O plano preferido de Lowery

“Há uma cena em que ele está a conduzir e a afastar-se do local do golpe e baixa a janela do carro e eu mantenho esse grande plano durante mais tempo do que seria normal e esse é o meu plano favorito em todo o filme, porque percebo tanto o que ele é, a sua atitude. O Bob pode nem ter percebido que estávamos a filmar, era apenas ele a conduzir. Foi um momento bonito, em que não nos preocupamos com o enredo, não nos preocupamos com a estrela, estamos apenas a ver este homem que é efectivamente uma lenda, um ícone do grande ecrã, e somos confrontados com quem ele é de uma forma muito palpável.”

Casey Affleck, que colabora regularmente com Lowery, interpreta John Hunt, o detective desgrenhado que persegue Tucker. Affleck insistiu que a sua personagem deveria ter um bigode.  

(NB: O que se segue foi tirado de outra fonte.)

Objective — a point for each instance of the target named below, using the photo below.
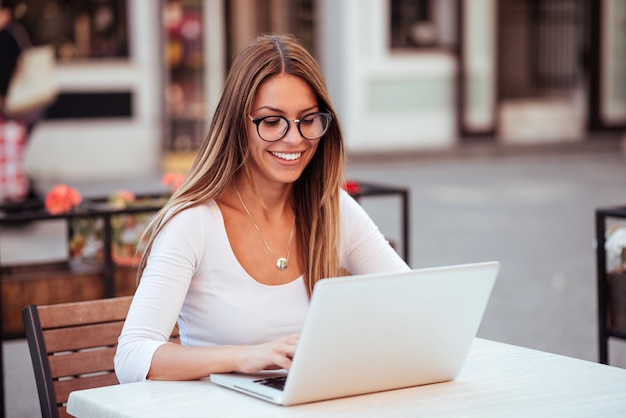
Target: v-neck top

“Eu queria que ele no começo do filme tivesse o ar de alguém que já desistiu de tudo, e uma barba muito ligeira parecia ser uma boa opção. O Casey tinha acabado de entrar num filme para o qual tinha deixado crescer a barba, pelo que chegou ao local das filmagens com um cabelo comprido e pediu-me que a personagem tivesse um bigode.”

Uma das premissas do filme é que Hunt aprende gradualmente a apreciar as maneiras e a classe de Tucker e limpa a sua própria vida pessoal. É certo que os dois actores interagem muito bem um com o outro. Poderá Affleck ser o novo Redford?

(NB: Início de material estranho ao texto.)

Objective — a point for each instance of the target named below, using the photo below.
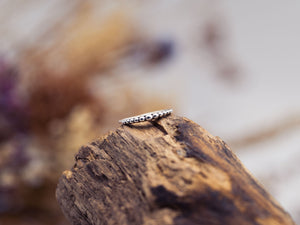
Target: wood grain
(169, 171)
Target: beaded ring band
(146, 117)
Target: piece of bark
(169, 171)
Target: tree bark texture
(165, 172)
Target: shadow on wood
(169, 171)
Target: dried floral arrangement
(47, 109)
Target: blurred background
(69, 70)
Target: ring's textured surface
(146, 116)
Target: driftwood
(169, 171)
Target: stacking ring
(146, 117)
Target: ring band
(146, 117)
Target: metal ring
(146, 117)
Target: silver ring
(146, 117)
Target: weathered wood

“Eles são actores muito parecidos, mas não creio que estrelas de cinema de agora possam ser estrelas de cinema como Robert Redford foi”, responde Lowery. “As estrelas de cinema já não funcionam e trabalham dessa forma. Se Casey se tivesse tornado um estrela em 1968, aí sim, ele teria chegado ao nível de Redford, mas dado que é uma estrela agora ele nunca vai chegar àquilo e nem sequer o deseja. E não há um problema com isso. Mas faz-nos pensar em como Hollywood mudou e como o star system mudou e o que são os nossos ideais no que toca às pessoas que queremos ver no ecrã.”    

Quanto a Redford, poderemos ter que esperar para saber a sua decisão final quanto ao papel de actor até à edição do Sundance de 2019, onde inevitavelmente vai estar presente na conferência de imprensa de abertura. Um filme que ele produziu, The Mustang, da realizadora Laure de Clermont-Tonnerre e com Matthias Schoenaerts como protagonista? (que faz de filho de Jane Fonda em Nós, ao Anoitecer), terá também aí a sua estreia mundial. 

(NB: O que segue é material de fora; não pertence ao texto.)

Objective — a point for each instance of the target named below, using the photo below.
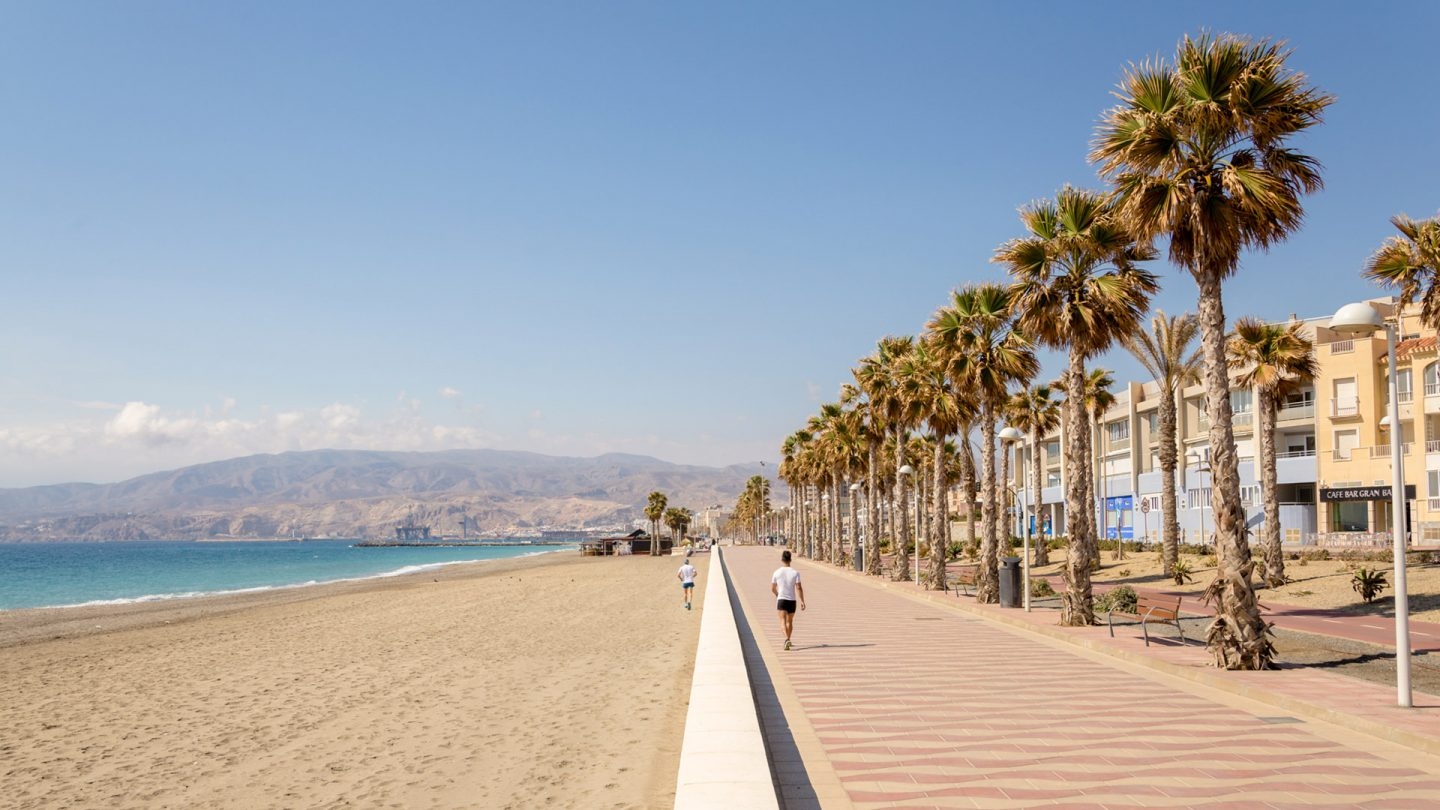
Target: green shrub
(1121, 598)
(1368, 582)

“O Bob já não quer ouvir um assistente de director chegar ao pé dele e dizer ‘Daqui a duas horas estamos prontos’. Nesta altura da sua vida isso é uma coisa que ele não precisa de fazer. Por isso, se ele vai ou não participar como actor mais alguma vez, logo veremos. Sei que ele quer realizar outro filme, ou talvez se fique apenas pela produção, que é o que ele está sempre a fazer. Não creio de forma alguma que ele vá abandonar totalmente o cinema. Se um papel realmente bom lhe aparecer à frente ele vai ter que o aceitar, porque ele adora representar.”

Por incrível que pareça, Redford, que ganhou um Óscar da Academia como realizador de Gente Vulgar em 1981 e recebeu um Óscar honorário em 2002, nunca ganhou um Óscar enquanto actor, apesar de ter sido nomeado em 1974 por A Golpada. Na próxima cerimónia dos Globos de Ouro, o veterano de 82 anos está nomeado na categoria de Melhor Actor em Musical ou Comédia. Esperemos que a Academia siga este exemplo. Seria fazer história. E manchetes. Redford tornar-se-ia o mais velho actor nomeado para a categoria de Melhor Actor na história dos Óscares, e de alguma forma isso parece mesmo acertado.